Surgery For Stage IV RCC

• Nephrectomy remains an important component of management of patients with mRCC. (A for IFN and IL-2 and C for VEGF-targeted agents and resection of oligometastases)

Role of Systemic Therapy For Resected Stage II/III RCC

• The current standard of care in the adjuvant setting is either observation or enrollment in a clinical trial. (A for lack of efficacy of multiple therapies in phase III trials)
  • The panel was supportive of initiating studies utilizing programmed death (PD-1) pathway blocking agents in the neoadjuvant and/or adjuvant setting. Such trials are in development (Table 1).

High Dose (HD) IL-2 in the Treatment of MRCC

• Selected patients with mRCC who have undergone nephrectomy should be referred to a center of excellence for further discussion, as appropriate. (A/B/C)
  • All such patients should have a discussion regarding IL-2. (67%)
  • Patients should be selected for this discussion. (33%)

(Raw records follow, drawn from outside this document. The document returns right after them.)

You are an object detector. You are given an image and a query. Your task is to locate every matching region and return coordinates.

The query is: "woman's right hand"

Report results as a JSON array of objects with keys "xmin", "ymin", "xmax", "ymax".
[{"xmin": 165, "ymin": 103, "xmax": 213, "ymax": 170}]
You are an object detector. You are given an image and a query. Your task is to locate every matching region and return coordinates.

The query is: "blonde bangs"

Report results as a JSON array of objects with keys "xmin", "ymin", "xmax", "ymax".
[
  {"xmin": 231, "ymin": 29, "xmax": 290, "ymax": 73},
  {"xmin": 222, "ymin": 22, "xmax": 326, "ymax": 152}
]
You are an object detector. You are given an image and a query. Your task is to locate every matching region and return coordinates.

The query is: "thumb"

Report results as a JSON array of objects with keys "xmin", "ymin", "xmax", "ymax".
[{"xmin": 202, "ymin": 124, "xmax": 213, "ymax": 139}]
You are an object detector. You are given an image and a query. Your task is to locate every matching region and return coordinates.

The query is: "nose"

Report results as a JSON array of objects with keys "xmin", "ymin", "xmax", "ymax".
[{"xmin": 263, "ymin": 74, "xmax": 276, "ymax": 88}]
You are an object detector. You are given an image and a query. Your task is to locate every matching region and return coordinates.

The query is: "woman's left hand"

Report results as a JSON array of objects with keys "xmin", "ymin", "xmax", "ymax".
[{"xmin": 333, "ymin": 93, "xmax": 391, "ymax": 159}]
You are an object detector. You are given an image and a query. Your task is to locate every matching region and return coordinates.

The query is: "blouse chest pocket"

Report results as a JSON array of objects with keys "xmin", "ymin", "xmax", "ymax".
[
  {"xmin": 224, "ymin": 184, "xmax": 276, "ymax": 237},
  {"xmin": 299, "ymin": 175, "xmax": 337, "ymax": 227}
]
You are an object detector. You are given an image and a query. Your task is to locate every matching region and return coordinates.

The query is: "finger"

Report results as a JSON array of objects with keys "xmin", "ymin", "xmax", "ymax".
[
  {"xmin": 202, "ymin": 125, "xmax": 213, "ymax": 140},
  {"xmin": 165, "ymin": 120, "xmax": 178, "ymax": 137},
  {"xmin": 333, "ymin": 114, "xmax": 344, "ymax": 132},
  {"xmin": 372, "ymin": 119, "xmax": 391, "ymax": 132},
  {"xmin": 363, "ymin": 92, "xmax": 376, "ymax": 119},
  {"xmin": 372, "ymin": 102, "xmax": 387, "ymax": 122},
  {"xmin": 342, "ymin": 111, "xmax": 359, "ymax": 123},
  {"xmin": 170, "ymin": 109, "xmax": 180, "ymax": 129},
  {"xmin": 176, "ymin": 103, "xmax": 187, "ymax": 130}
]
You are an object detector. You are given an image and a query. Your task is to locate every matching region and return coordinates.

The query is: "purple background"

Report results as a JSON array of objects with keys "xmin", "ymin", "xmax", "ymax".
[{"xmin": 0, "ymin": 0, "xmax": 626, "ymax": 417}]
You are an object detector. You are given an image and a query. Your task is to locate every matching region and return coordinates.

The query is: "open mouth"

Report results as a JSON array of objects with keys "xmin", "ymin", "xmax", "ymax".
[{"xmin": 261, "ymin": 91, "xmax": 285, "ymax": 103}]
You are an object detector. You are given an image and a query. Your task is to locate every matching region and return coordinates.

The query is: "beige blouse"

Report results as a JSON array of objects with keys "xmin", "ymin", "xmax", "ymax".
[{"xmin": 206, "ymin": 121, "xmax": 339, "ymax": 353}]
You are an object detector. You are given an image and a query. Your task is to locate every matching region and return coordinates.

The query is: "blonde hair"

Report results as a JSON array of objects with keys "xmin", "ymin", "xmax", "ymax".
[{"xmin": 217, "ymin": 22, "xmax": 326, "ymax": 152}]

Criteria for Considering IL-2 Therapy

• Only patients with clear cell histology should be considered for HD IL-2. (B/C)
  • Patients with tumors having sarcomatoid features should receive IL-2, depending upon the proportion of sarcomatoid features noted and the biologic behavior of the disease (rapid or indolent). (60%)
  • Patients with extensive granular features or Fuhrman grade 4 histology should not receive IL-2. (13%)
  • Clinical and physiologic criteria should also be evaluated prior to recommending HD IL-2. (A)
    • The following are established criteria for patients to undergo HD IL-2 treatment:
      • Adequate heart and lung function
      • ECOG performance status (PS) 0–1, preferably 0
      • Age (physiologic versus chronologic), but the upper limit for both is usually in the upper 70s
      • Absence of central nervous system (CNS) metastases (or treated metastases with no residual edema)

Immunotherapy in MRCC Patients With CNS Metastases

• Evidence regarding management of CNS metastases is inconclusive. Therefore, proceeding with HD IL-2 in this setting should be individualized, based on clinical judgment. (A/C)
  • Use a VEGFR TKI after local treatment of CNS disease. (47%)
  • Treat CNS lesion(s) with either surgery or stereotactic RT first, then consider proceeding with HD IL-2 if other criteria are met. (40%)

Evaluation of Risk Factor Categories in Deciding Whether to Use IL-2

• Prognostic categories developed to predict survival in patients with mRCC are used to guide treatment decisions.
  • High risk patients with expected poor survival are not considered initial candidates for HD IL-2. (B/C) Alternative treatments include:
    • Anti-VEGFR TKI (53%)
    • Temsirolimus (20%)
    • Clinical trials, if available (27%)

Duration of Treatment With HD IL-2 and When to Change Therapy (C)

• Give a second two-week course of therapy to those patients with responding or stable disease (SD) 12 weeks following HD IL-2. (80%)
• Continue to observe, especially in patients with SD, until progression is documented, and then start another treatment. (13%)
  • There are anecdotal cases of patients who have achieved a durable complete response (CR) with one course of HD IL-2.
    Note: It has not been prospectively evaluated whether patients who have SD as their best response to the first course of HD IL-2 can achieve either a better response or delayed progression with additional courses of therapy. However, if no contraindication exists, the majority of the Task Force would proceed with a second course before changing treatment.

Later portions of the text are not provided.